Acquired from Kunika Chemould Gallery, Janpath, Delhi in 1965

相關資料

This painting is a striking example of Maqbool Fida Husain’s unique amalgam of post-Independence and post-Impressionist painting: powerfully evocative of classical Indian traditions and distinctly modern at the same time. Husain’s modernism contends even in its earlier period with an understanding of Indian aesthetics at a fundamental level. The identities of his early nudes tend to be inspired by classical Indian sculpture but have also been compared to the figures of Matisse. In the present work, the triple axial posture of the figure draws upon the tribhanga or thrice-bent postures of ancient temple art. The female form is majestically captured, defiantly elegant yet poised. Over the years, such tensile figures have provided the essential vocabulary of Husain’s women. 

In 1952, Husain visited China where he met with the painter Qi Baishi. The Chinese artist was known for his monochromatic paintings of animals with a minimalistic use of line to achieve form and movement.
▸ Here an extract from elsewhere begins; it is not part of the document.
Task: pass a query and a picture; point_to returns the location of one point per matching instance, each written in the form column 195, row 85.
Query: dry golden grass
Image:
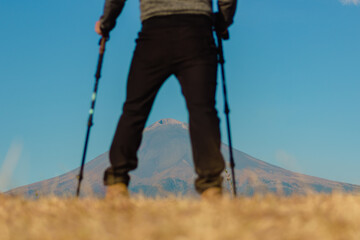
column 326, row 217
This condensing of form is what inspired Husain. The artist admitted that he felt that the challenge in art remained in creating forms in the simplest manner possible and undoubtedly the style of the current work appears to be very strongly influenced by ink scroll paintings in both the calligraphic brushwork and in the vertical format. Unusual in its scale, palette and simplicity, Husain's powerful lines and strong brushwork suggest a vivid sense of energy and movement. 

Husain, arguably India's finest draughtsman, was known to finish many a work in one sitting. Like ink scroll paintings, the lines were drawn directly with a paintbrush making no room for error as once applied, the stark black paint could not then be easily removed. This painting serves as a fine example of his mastery and the extreme confidence with which he applied his brushstrokes. Brilliantly rendered in the artist’s immediately recognizable calligraphic style, this painting is an exemplary work within Husain’s corpus.